My question is how to prove (1). Preferably, I am looking for something that uses the Law of iterated expectations, as that is how Angrist and Pischke show the similar formula for the ATE.

Going by what the did for the ATE, and the fact that they say it is similar to show for the ATT, I believe I need to have start with showing something like $$ E[\text{something}] = E[Y_{1i}\vert D_i=1] $$ by using the law of iterations on the left-hand side. However, I don't know what to do for the "something".

I thought maybe I would just use what they used, where "something" is $\frac{Y_iD_i}{\rho(X_i)}$, but in order to get the expectation on the right conditional on $D_i$, I need to condition the left hand side on $D_i$ as well, and when I do that I don't get the propensity score in the denominator to cancel anymore, so I get confused.

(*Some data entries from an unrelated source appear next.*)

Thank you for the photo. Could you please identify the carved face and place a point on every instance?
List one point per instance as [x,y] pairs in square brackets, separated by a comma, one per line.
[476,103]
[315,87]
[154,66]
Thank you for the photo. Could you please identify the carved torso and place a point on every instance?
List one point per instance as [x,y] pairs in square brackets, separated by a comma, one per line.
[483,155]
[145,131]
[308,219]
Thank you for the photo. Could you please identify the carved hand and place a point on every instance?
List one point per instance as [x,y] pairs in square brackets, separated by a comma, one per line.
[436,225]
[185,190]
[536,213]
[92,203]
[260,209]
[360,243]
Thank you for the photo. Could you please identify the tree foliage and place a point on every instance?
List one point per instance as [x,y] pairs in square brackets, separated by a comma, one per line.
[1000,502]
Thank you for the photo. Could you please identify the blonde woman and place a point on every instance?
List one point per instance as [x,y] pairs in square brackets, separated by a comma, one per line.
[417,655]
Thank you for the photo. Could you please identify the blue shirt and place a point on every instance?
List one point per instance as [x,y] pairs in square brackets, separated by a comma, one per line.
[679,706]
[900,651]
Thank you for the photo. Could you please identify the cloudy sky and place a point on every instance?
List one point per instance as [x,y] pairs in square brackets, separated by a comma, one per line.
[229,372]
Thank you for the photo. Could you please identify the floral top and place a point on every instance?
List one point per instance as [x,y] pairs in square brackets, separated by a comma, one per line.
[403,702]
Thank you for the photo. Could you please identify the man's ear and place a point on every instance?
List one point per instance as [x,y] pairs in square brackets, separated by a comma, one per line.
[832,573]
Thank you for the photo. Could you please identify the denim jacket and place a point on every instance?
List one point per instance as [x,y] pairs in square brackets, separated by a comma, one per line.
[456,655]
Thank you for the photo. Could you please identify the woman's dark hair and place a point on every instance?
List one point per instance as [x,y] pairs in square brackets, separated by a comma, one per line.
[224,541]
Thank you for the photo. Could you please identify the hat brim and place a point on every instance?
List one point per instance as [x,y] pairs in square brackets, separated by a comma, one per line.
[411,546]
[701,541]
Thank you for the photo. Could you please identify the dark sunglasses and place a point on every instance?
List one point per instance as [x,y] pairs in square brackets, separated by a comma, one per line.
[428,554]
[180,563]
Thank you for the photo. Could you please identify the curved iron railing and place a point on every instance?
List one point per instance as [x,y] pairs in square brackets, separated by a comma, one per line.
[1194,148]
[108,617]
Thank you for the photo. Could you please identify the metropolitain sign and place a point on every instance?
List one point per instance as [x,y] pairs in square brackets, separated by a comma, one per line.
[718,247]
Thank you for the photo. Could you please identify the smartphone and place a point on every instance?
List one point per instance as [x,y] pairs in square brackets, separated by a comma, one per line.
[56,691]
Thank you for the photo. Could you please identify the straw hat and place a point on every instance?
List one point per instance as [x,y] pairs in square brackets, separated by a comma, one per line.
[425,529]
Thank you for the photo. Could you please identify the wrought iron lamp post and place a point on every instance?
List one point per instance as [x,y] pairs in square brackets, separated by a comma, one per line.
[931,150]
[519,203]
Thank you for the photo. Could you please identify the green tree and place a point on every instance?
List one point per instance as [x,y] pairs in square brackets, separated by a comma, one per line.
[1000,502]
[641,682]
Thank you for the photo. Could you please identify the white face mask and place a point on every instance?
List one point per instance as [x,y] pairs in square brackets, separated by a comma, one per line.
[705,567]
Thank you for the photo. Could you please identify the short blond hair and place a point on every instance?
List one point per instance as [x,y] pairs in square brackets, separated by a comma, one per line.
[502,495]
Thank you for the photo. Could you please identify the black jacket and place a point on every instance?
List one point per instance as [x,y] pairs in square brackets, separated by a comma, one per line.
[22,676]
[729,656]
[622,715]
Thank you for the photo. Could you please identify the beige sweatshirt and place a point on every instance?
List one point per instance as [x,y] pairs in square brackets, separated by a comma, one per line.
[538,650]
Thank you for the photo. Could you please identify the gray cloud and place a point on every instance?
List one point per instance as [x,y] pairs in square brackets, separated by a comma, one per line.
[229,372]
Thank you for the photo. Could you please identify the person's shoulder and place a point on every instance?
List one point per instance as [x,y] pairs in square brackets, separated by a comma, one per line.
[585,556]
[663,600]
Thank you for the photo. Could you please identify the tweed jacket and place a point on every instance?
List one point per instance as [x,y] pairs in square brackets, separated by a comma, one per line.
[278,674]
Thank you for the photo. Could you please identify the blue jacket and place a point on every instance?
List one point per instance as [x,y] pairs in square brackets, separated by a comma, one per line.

Edit: Incase it is of any use, here is the formula for the ATE: $$ E(Y_{1i} - Y_{0i}) = E\bigg[\frac{(D_i - \rho(X_i))Y_i}{(1-\rho(X_i))\rho(X_i)}\bigg] $$ which is derived from $E[\frac{Y_iD_i}{\rho(X_i)}] = E[Y_{1i}]$ and $[\frac{Y_i(1-D_i)}{(1-\rho(X_i)}] = E[Y_{0i}]$ which can be shown using Law of Iterated Expections and conditional independence assumption.

The only difference between the two formulas is one has the propensity score in the denominator and the other has $prob(D_i=1)$

Answer 1

Since $\rho(X_i)=E(D_i|X_i)=P(D_i=1|X_i)$:

$$ E(Y_i D_i|X_i)=\rho(X_i) E(Y_{1i}|X_i) \\ \Rightarrow E(Y_{1i}|X_i)=\frac{1}{\rho(X_i)}E(Y_i D_i|X_i) $$ similarly, $$ E(Y_i (1-D_i)|X_i)=(1-\rho(X_i)) E(Y_{0i}|X_i) \\ \Rightarrow E(Y_{0i}|X_i)=\frac{1}{1-\rho(X_i)}E(Y_i (1-D_i)|X_i) $$

We have $$ E(Y_{1i} - Y_{0i}\vert X_i)\\ =\frac{1}{\rho(X_i)}E(Y_i D_i|X_i)-\frac{1}{1-\rho(X_i)}E(Y_i (1-D_i)|X_i)\\ =\frac{1}{\rho(X_i)(1-\rho(X_i))}E(Y_iD_i(1-\rho(X_i))-Y_i(1-D_i)\rho(X_i))\\ =\frac{1}{\rho(X_i)}E\bigg[\frac{(D_i - \rho(X_i))Y_i}{(1-\rho(X_i))}\bigg\vert X_i\bigg] $$ thus, $$ \rho(X_i)E(Y_{1i} - Y_{0i}\vert X_i)=E\bigg[\frac{(D_i - \rho(X_i))Y_i}{(1-\rho(X_i))}\bigg\vert X_i\bigg] $$ Then, using the fact that $\rho(X_i)=E(D_i\vert X_i)$, and the conditional independence assumption: $$ E(D_i(Y_{1i} - Y_{0i})\vert X_i)=E\bigg[\frac{(D_i - \rho(X_i))Y_i}{(1-\rho(X_i))}\bigg\vert X_i\bigg] $$ Using again, the law of iterated expectation we get: $$ E(D_i(Y_{1i} - Y_{0i}))=E\bigg[\frac{(D_i - \rho(X_i))Y_i}{(1-\rho(X_i))}\bigg] $$ and then $$ E(D_i(Y_{1i} - Y_{0i})\vert D_i=1)prob(D_i=1) + E[0\vert D_i=0]prob(D_i=0)=E\bigg[\frac{(D_i - \rho(X_i))Y_i}{(1-\rho(X_i))}\bigg] $$ using the fact that $E[E[W\vert Z]]= E[W]$ and $$ E\bigr[E[W\mid Z]\bigr] = \sum_x E[W\mid Z = z]\cdot p_Z(z) $$ Lastly, noting that $prob(D_i=1)$ is just a constant so we can put it inside the expectation, and that $E[0\vert D_i=0]=0$, we can divide both sides by $prob(D_i=1)$ and get the result. $$ E((Y_{1i} - Y_{0i})\vert D_i=1) =E\bigg[\frac{(D_i - \rho(X_i))Y_i}{prob(D_i=1)(1-\rho(X_i))}\bigg] $$ where we don't write $D_i$ on the LHS because it is $1$ (because we condition on $D_i=1$).